CASE STUDY 05 · SaaS

MailCraft

Email templates that survive Outlook, built like software.

Multi-tenant email template builder with a Monaco code editor, Inky/SCSS compilation, multi-device preview, an AI assistant, and 2FA team collaboration.

3

preview targets (desktop, mobile, plain text)

2FA

team workspaces, multi-tenant

1

compile pipeline replacing per-campaign hand-tuning

THE PROBLEM

HTML email is where web standards go to die — table layouts, inlined styles, and a rendering matrix where Outlook still uses Word's engine. Teams either fight this by hand per campaign or click together templates in drag-and-drop builders that produce markup nobody can maintain.

The developers who could treat email as code had no tooling that felt like code: no real editor, no compilation step, no versioned source.

WHAT I BUILT

An email development environment: write templates in Inky (Foundation's email component language) with SCSS in a full Monaco editor, and the platform compiles to battle-tested table HTML with styles inlined.

Around the editor: multi-device preview (desktop/mobile/plain-text), a Gemini-backed assistant for generating and editing template code, and multi-tenant team workspaces with 2FA.

ARCHITECTURE

React SPA
  ├─ Monaco editor (Inky + SCSS)
  └─ live preview panes (desktop / mobile / text)
        │ compile on change
        ▼
  Node.js API
    ├─ Inky → table-HTML transform
    ├─ SCSS → CSS → inliner pipeline
    ├─ Gemini assistant (template-aware prompts)
    └─ PostgreSQL ── tenants, teams, template versions
  • The compile pipeline is the product: Inky components expand to table markup, SCSS compiles and gets inlined, and the output is the ugly-but-bulletproof HTML that email clients actually render.
  • The AI assistant operates on the template source, not the output — it speaks Inky/SCSS, so its edits stay maintainable instead of producing another blob of table soup.
  • Templates are versioned like code; teams share workspaces with role-based access behind 2FA.

STACK — AND WHY

React

Editor-heavy UI with lots of coordinated panes.

Monaco

The real VS Code editor — syntax highlighting, autocomplete, and find/replace for template source.

Inky + SCSS

Foundation's email language compiles readable components into client-safe table HTML.

Node.js

The compile pipeline (Inky transform, SCSS, CSS inlining) is all JavaScript-native tooling.

THE HARD PARTS

The email rendering matrix

Outlook renders with Word, Gmail strips <style> in some contexts, and mobile clients disagree about widths. The compiler pipeline encodes these constraints once — media-query fallbacks, MSO conditionals, inlined styles — so template authors never hand-write them.

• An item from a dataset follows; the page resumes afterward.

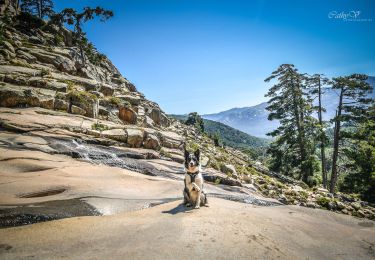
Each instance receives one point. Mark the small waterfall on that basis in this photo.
(97, 154)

Live preview that tells the truth

A preview that renders in a modern browser lies to you about Outlook. The preview panes render the compiled output (not the source) with client-specific CSS constraints applied, which is honest enough to catch most breakage before a send.

An AI assistant that doesn't wreck the codebase

Naive LLM edits to email HTML produce unmaintainable output. Scoping the assistant to Inky source — with the component vocabulary in its context — keeps generated code in the same language humans edit.

WHAT IT TAUGHT ME

  • Treating email as a compilation target — source language in, hostile-environment output — is the only sane model for the medium.
  • AI assistants are dramatically more useful when scoped to a constrained language they can't make a mess in.